George_Cherian · December 5, 2017, 2:51pm

Hi

The question I have is that , I have two Logstash Instances, running on same configuration VMs, with filebeat forwarding data to both the logstash instances. But I could find that one of the VM is indexing 22 MB data while the other VM is only indexing 9 MB.

The filebeat configs are as follows:

#=========================== Filebeat prospectors =============================

filebeat.prospectors:

# Each - is a prospector. Most options can be set at the prospector level, so
# you can use different prospectors for various configurations.
# Below are the prospector specific configurations.

- input_type: log
  enabled: true
  # Paths that should be crawled and fetched. Glob based paths.
  paths:
    - /var/log/prod_logs/XS/basatlxs01/*.txt
    #- c:\programdata\elasticsearch\logs\*

  # Exclude lines. A list of regular expressions to match. It drops the lines that are
  # matching any regular expression from the list.
  #exclude_lines: ["^DBG"]

  # Include lines. A list of regular expressions to match. It exports the lines that are
  # matching any regular expression from the list.
  #include_lines: ["^ERR", "^WARN"]

  # Exclude files. A list of regular expressions to match. Filebeat drops the files that
  # are matching any regular expression from the list. By default, no files are dropped.
  #exclude_files: [".gz$"]

  # Optional additional fields. These field can be freely picked
  # to add additional information to the crawled log files for filtering
  #fields:
  #  level: debug
  #  review: 1
  ### Multiline options

  # Mutiline can be used for log messages spanning multiple lines. This is common
  # for Java Stack Traces or C-Line Continuation

  # The regexp Pattern that has to be matched. The example pattern matches all lines starting with [
  multiline.pattern: ^([0-9]+.[0-9]+.[0-9]+)

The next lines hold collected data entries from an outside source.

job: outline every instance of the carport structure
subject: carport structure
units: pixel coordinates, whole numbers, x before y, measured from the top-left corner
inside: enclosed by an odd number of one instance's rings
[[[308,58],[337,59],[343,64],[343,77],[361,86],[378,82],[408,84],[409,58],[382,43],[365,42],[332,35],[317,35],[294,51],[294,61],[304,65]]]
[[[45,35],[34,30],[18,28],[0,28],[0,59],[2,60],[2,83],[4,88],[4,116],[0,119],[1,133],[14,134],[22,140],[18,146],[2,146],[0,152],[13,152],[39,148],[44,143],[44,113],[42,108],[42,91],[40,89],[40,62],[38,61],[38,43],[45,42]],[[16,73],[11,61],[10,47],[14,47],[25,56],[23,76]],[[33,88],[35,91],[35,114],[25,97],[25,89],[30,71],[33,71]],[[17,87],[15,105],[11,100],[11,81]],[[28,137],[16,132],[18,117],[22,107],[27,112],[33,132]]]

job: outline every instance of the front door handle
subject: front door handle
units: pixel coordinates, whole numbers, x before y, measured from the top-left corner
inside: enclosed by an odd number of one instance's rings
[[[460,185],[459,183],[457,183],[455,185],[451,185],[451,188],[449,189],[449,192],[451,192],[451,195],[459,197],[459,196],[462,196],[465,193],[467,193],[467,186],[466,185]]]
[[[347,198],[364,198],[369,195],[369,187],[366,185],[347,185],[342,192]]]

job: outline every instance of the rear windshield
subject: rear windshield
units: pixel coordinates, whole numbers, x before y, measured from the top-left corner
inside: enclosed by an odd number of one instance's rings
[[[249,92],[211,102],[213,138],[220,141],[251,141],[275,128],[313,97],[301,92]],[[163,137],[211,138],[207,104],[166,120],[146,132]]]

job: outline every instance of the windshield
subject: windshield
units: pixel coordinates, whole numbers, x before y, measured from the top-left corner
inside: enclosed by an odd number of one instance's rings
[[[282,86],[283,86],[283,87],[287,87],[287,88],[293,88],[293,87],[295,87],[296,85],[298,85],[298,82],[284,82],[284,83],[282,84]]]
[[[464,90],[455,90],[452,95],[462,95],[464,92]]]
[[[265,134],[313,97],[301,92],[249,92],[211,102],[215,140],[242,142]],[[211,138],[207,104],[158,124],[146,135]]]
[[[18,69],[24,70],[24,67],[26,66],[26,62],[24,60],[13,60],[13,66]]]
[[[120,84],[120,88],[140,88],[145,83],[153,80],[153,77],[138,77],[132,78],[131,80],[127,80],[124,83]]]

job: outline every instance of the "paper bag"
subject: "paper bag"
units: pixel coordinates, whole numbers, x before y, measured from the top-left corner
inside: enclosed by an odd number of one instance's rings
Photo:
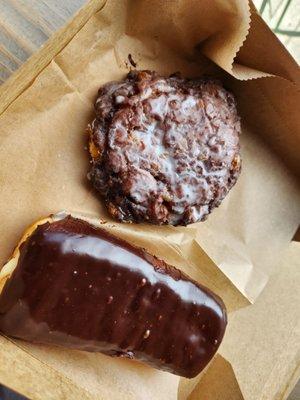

  # Defines if the pattern set under pattern should be negated or not. Default is false.
  multiline.negate: true

  # Match can be set to "after" or "before". It is used to define if lines should be append to a pattern
  # that was (not) matched before or after or as long as a pattern is not matched based on negate.
  # Note: After is the equivalent to previous and before is the equivalent to to next in Logstash
  multiline.match: after

  clean_*: true
  # Files for the modification data is older then clean_inactive the state from the registry is removed
  # By default this is disabled.
  clean_inactive: 0

  # Removes the state for file which cannot be found on disk anymore immediately
  clean_removed: true

  filebeat.spool_size: 2048


#----------------------------- Logstash output --------------------------------
output.logstash:
  # The Logstash hosts
  hosts: [ "96.118.58.155:5044", "96.118.51.139:5044"]
  loadbalance: true
  index: filebeat
  bulk_max_size: 1024

  # Optional SSL. By default is off.
  # List of root certificates for HTTPS server verifications
  #ssl.certificate_authorities: ["/etc/pki/root/ca.pem"]

  # Certificate for SSL client authentication
  #ssl.certificate: "/etc/pki/client/cert.pem"

  # Client Certificate Key
  #ssl.key: "/etc/pki/client/cert.key"

As far as Logstash is concerned the filters and configs are same.

Please provide some input on the working of filebeat load balancing so that I can design my node accordingly.

Thanks
George

steffens · December 5, 2017, 3:45pm

Filebeat uses a shared work queue. Each Logstash endpoint has one worker reading a batch of events from the work and and forwarding the batch. If one worker is waiting on the output for longer times, it will process less events in total. If one output fails (e.g. i/o error), it will return the events into the retry queue and back-off for some time. In this case the second worker will pick-up the events from the retry queue and continue processing from retry queue and shared work queue until the other output worker is available again.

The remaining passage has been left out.